In order to assess the discrimination power of features learned by DBAP layer, we have also checked their accuracy with simple off the shelf classifiers like k-nearest neighbour (k-NN) and support vector machines (SVM). We selected pre-trained CNN models with and without DBAP layer to extract features for image classification task. The results shown in Tables 5, 6, 7 and 8 demonstrate that DBAP layer can serve as a competitive feature extractor in comparison to the intermediate layer features such as MaxPooling layer of AlexNet and LeNet. For SVM classifier, the optimal value of parameter C is searched via grid-search method on the validation set and shown against each data set in the tables. Similarly, for k-nearest neighbour (k-NN), the optimal value of k is searched using the validation set and then used for the test data in each benchmark data set. The empirical results reveal that DBAP features could be used as readily available features from a pre-trained model for applications where quick retrieval and classification results are required.

Table 5:
Accuracy of SVM classifier on DBAP features derived from pre-trained LeNet with DBAP layer. The DBAP features show better classification results than the MaxPool features in LeNet. The fully connected (FC) layers of LeNet with DBAP also tend to show better discrimination ability as compared to FC layer features extracted from regular LeNet on all benchmark data sets.
Data sets MaxPool layer (Layer 2) DBAP layer (Layer 2) FC layer from LeNet (Layer 7) FC layer from LeNet with DBAP (Layer 7)
MNIST 98.1% (C = 100) 98.3% (C = 100) 98.4% (C = 100) 99.0% (C = 1)
F-MNIST 88.6% (C = 100) 89.0% (C = 100) 90.4% (C = 100) 91.3% (C = 100)
SVHN 81.2% (C = 10) 82.0% (C = 10) 83.9% (C = 10) 86.8% (C = 100)
CIFAR-10 52.1% (C = 10) 52.9% (C = 100) 57.4% (C = 10) 65.3% (C = 10)
DOI: 10.7717/peerj-cs.497/table-5
Table 6:
Accuracy of SVM classifier on DBAP features derived from pre-trained AlexNet with DBAP layer. The classification results are better than the results obtained by MaxPool features derived from a regular AlexNet. The inclusion of DBAP layer also shows better FC features from the model giving better classification results in comparison to the FC features from regular AlexNet model.
Data sets MaxPool layer (Layer 2) DBAP layer (Layer 2) FC Layer from AlexNet (Layer 11) FC Layer from AlexNet with DBAP (Layer 11)
MNIST 95.1% (C = 100) 98.0% (C = 100) 99.1% (C = 100) 99.2% (C = 0.01)
F-MNIST 89.8% (C = 1) 90.4% (C = 1) 90.9% (C = 100) 91.4% (C = 1)
SVHN 80.1% (C = 1) 80.2% (C = 100) 89.0% (C = 1) 94.5% (C = 10)
CIFAR-10 60.3% (C = 100) 63.3% (C = 100) 80.3% (C = 100) 84.3% (C = 100)
DOI: 10.7717/peerj-cs.497/table-6
Table 7:
Accuracy of k-NN classifier on DBAP features derived from pre-trained LeNet with DBAP layer.
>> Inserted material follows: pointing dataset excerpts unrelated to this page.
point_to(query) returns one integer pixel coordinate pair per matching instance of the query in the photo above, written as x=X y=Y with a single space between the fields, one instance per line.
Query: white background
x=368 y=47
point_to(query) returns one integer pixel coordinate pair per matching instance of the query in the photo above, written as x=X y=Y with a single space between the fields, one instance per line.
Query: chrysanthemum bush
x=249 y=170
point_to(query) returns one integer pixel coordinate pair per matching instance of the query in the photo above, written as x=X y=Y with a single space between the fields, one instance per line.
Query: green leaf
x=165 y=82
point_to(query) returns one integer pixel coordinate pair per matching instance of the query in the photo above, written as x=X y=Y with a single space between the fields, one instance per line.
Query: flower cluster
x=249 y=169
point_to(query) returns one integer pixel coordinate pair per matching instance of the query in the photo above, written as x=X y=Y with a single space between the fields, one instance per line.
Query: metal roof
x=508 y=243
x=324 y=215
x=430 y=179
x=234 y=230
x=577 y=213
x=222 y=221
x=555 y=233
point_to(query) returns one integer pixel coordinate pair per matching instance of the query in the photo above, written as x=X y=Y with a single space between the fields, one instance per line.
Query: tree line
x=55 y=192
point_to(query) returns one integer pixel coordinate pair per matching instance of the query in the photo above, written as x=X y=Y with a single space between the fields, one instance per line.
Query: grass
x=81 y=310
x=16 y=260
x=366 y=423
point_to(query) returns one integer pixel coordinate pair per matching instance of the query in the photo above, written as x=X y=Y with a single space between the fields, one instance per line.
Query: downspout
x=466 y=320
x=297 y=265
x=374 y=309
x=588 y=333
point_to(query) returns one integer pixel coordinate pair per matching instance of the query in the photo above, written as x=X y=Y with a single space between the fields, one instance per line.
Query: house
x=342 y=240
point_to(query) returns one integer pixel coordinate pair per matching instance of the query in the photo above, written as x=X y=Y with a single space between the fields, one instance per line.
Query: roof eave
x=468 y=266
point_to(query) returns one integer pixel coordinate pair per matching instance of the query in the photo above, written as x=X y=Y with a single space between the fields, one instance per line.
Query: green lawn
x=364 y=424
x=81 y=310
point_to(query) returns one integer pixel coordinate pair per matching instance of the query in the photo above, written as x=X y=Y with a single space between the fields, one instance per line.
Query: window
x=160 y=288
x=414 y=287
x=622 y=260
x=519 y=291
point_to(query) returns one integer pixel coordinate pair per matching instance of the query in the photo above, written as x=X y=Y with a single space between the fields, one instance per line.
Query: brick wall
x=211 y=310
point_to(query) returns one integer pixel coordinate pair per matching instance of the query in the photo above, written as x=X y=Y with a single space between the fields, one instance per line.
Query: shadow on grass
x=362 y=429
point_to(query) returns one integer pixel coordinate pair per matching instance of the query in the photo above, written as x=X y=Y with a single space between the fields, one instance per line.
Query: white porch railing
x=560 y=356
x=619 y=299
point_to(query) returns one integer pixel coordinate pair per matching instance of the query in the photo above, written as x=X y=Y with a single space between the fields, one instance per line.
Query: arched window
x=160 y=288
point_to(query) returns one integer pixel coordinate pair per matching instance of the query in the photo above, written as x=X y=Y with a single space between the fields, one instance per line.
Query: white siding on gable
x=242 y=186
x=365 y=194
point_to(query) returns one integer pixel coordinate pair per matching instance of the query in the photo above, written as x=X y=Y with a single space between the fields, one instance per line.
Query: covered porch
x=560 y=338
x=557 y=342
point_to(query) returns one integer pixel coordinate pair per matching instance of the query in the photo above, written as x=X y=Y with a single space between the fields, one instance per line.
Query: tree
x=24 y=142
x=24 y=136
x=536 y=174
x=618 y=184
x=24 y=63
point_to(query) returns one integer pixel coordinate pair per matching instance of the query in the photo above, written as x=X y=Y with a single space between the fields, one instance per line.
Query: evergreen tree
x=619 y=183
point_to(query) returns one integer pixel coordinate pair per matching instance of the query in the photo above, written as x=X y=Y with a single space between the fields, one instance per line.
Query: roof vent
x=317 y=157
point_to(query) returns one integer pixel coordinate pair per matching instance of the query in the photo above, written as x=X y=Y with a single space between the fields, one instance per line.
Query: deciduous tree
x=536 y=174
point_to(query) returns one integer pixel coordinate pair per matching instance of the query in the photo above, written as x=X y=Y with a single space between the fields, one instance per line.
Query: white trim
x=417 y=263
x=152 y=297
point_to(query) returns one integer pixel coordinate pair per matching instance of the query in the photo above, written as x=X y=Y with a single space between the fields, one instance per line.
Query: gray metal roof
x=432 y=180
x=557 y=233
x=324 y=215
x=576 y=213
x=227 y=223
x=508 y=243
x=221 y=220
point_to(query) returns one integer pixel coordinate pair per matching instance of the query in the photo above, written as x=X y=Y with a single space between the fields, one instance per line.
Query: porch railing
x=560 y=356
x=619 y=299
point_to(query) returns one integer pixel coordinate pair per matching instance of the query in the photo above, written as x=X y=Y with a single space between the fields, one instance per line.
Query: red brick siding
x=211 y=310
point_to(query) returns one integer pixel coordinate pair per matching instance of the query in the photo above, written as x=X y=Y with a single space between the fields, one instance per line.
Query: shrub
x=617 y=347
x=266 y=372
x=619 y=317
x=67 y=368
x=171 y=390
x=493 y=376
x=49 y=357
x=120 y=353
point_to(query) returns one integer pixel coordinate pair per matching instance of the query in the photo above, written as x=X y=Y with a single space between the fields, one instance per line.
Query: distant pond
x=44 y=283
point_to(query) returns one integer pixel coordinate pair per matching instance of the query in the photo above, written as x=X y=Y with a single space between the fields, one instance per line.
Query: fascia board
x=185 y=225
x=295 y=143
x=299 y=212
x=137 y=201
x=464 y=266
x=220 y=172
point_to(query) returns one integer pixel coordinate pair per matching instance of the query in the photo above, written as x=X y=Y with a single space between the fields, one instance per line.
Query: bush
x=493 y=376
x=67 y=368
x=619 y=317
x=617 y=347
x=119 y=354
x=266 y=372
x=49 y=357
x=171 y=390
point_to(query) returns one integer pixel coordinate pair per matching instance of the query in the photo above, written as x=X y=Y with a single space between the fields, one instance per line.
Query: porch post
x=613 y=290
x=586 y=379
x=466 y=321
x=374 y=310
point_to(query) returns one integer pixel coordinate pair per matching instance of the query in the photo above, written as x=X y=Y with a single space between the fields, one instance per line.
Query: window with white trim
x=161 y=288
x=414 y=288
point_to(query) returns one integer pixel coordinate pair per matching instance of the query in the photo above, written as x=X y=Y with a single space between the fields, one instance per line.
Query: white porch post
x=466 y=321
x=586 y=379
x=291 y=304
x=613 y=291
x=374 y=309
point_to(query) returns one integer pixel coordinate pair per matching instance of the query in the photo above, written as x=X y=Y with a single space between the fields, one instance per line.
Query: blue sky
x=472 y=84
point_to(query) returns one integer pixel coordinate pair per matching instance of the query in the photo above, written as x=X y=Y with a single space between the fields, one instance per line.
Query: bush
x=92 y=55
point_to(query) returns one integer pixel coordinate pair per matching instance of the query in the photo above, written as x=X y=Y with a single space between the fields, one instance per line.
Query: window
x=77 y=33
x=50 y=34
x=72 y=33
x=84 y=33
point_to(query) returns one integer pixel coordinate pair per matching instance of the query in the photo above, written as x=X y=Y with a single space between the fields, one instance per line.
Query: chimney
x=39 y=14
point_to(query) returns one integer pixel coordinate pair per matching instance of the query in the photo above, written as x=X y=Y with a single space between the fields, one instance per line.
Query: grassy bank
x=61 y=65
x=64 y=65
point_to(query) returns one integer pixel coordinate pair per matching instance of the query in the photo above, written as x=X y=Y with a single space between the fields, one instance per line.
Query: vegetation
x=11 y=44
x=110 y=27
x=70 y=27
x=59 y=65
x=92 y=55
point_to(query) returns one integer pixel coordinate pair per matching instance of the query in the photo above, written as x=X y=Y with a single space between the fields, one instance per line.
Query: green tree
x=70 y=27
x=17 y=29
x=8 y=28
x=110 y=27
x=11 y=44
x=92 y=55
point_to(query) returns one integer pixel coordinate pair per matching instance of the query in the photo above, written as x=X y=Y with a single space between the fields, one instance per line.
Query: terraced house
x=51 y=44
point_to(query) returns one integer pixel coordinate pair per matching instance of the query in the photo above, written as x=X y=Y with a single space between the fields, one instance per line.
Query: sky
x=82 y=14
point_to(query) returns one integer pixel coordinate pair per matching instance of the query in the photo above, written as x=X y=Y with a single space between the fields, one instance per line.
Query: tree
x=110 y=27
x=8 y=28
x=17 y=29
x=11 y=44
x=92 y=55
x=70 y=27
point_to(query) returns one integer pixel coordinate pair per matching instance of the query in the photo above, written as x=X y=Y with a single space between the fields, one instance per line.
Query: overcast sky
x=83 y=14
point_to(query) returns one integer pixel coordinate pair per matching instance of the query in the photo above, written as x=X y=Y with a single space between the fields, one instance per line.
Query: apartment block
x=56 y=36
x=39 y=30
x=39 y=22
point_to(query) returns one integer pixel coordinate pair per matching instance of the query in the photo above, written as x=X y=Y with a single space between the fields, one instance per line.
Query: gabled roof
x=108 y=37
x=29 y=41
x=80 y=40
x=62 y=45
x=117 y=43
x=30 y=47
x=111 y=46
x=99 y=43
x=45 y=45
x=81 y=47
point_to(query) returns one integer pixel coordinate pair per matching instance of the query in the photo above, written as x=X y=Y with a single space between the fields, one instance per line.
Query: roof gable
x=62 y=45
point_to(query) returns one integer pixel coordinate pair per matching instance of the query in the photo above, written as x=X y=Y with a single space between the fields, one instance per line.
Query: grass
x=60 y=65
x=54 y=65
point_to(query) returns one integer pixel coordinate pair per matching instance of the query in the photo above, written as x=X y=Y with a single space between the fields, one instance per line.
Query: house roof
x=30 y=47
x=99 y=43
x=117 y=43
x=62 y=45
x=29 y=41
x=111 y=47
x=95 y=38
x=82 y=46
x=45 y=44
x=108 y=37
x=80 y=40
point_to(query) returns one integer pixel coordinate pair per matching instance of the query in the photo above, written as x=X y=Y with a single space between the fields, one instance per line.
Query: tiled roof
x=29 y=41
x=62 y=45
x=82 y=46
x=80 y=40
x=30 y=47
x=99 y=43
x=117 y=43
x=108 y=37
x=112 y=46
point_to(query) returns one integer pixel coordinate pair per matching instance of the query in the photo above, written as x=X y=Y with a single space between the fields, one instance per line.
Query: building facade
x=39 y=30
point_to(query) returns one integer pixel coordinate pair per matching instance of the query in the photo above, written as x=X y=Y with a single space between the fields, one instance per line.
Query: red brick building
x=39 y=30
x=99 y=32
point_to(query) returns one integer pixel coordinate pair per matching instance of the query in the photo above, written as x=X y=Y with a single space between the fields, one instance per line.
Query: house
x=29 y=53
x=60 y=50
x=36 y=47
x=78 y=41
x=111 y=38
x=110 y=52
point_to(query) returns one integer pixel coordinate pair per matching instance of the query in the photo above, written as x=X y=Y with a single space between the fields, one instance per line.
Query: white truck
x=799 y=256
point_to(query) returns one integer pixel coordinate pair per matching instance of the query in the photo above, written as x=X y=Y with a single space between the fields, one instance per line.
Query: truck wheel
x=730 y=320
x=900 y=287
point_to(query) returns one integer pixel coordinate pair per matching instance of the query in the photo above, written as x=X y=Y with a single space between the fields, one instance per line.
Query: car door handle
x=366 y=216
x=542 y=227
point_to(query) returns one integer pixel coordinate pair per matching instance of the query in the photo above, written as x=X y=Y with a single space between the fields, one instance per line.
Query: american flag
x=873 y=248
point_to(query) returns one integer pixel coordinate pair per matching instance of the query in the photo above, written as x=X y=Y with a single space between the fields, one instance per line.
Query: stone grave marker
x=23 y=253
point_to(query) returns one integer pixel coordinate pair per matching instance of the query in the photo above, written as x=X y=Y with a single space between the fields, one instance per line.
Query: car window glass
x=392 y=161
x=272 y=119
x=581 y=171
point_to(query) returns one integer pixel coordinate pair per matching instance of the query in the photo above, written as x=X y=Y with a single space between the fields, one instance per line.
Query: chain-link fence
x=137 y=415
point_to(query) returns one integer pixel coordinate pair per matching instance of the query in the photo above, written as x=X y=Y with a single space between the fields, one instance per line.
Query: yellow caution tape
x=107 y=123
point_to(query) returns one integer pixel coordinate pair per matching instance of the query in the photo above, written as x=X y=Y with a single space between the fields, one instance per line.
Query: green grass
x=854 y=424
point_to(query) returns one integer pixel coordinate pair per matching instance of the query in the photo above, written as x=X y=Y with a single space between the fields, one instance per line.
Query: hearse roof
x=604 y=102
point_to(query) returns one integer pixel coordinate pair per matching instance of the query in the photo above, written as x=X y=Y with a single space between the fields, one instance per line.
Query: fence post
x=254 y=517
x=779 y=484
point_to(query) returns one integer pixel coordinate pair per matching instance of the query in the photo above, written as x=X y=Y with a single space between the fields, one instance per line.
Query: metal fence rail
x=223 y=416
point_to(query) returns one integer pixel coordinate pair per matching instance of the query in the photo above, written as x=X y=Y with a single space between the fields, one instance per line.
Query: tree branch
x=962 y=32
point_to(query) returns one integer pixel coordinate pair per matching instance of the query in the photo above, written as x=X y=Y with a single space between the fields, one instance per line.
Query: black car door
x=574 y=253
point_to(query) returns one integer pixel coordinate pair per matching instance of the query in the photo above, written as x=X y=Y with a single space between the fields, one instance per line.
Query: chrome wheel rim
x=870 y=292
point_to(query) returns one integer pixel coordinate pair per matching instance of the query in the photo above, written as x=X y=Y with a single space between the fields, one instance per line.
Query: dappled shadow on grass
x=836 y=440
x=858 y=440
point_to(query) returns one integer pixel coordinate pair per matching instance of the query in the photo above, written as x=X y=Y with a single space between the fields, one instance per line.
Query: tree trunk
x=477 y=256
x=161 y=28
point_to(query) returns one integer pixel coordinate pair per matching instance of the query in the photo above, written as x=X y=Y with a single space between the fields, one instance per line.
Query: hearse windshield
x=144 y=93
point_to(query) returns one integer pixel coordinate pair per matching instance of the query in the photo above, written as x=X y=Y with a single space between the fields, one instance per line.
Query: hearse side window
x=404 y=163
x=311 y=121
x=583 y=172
The results achieved are better than the ones obtained by MaxPool layer in a regular LeNet. The inclusion of DBAP layer also improves the FC features for discrimination task.
Data sets MaxPool layer (Layer 2) DBAP layer (Layer 2) FC layer from LeNet (Layer 7) FC layer from LeNet with DBAP (Layer 7)
MNIST 97.4% (k = 2) 97.7% (k = 2) 98.8% (k = 2) 99.0% (k = 2)
F-MNIST 77.6% (k = 2) 78.2% (k = 2) 84.6% (k = 2) 91.2% (k = 16)
SVHN 77.2% (k = 32) 78.6% (k = 32) 85.9% (k = 2) 86.6% (k = 8)
CIFAR-10 56.0% (k = 2) 59.7% (k = 9) 63.8% (k = 4) 65.0% (k = 27)
DOI: 10.7717/peerj-cs.497/table-7
Table 8:
Accuracy of k-NN classifier on DBAP features derived from pre-trained AlexNet with DBAP layer. The classification results achieved are better than those obtained by MaxPool features derived from regular AlexNet. The inclusion of DBAP layer also improves the discrimination quality of FC features in AlexNet with DBAP layer.
Data Sets MaxPool layer (Layer 2) DBAP layer (Layer 2) FC Layer from AlexNet (Layer 11) FC Layer from AlexNet with DBAP (Layer 11)
MNIST 97.9% (k = 2) 98.0% (k = 2) 98.7% (k = 2) 99.1%(k = 4)
F-MNIST 83.1% (k = 2) 87.2% (k = 2) 88.6% (k = 2) 89.5% (k = 16)
SVHN 66.0% (k = 2) 68.4% (k = 2) 88.0% (k = 2) 94.4% (k = 16)
CIFAR-10 52.7% (k = 32) 53.6% (k = 41) 68.9% (k = 16) 83.7% (k = 16)
DOI: 10.7717/peerj-cs.497/table-8

We have also assessed the impact of DBAP layer on FC layer features. The fully connected (FC) layers are known to retain better discrimination power for classification tasks, however with the inclusion of DBAP layer, their ability to classify objects is further improved as can be seen in the last two columns of Tables 5, 6, 7 and 8.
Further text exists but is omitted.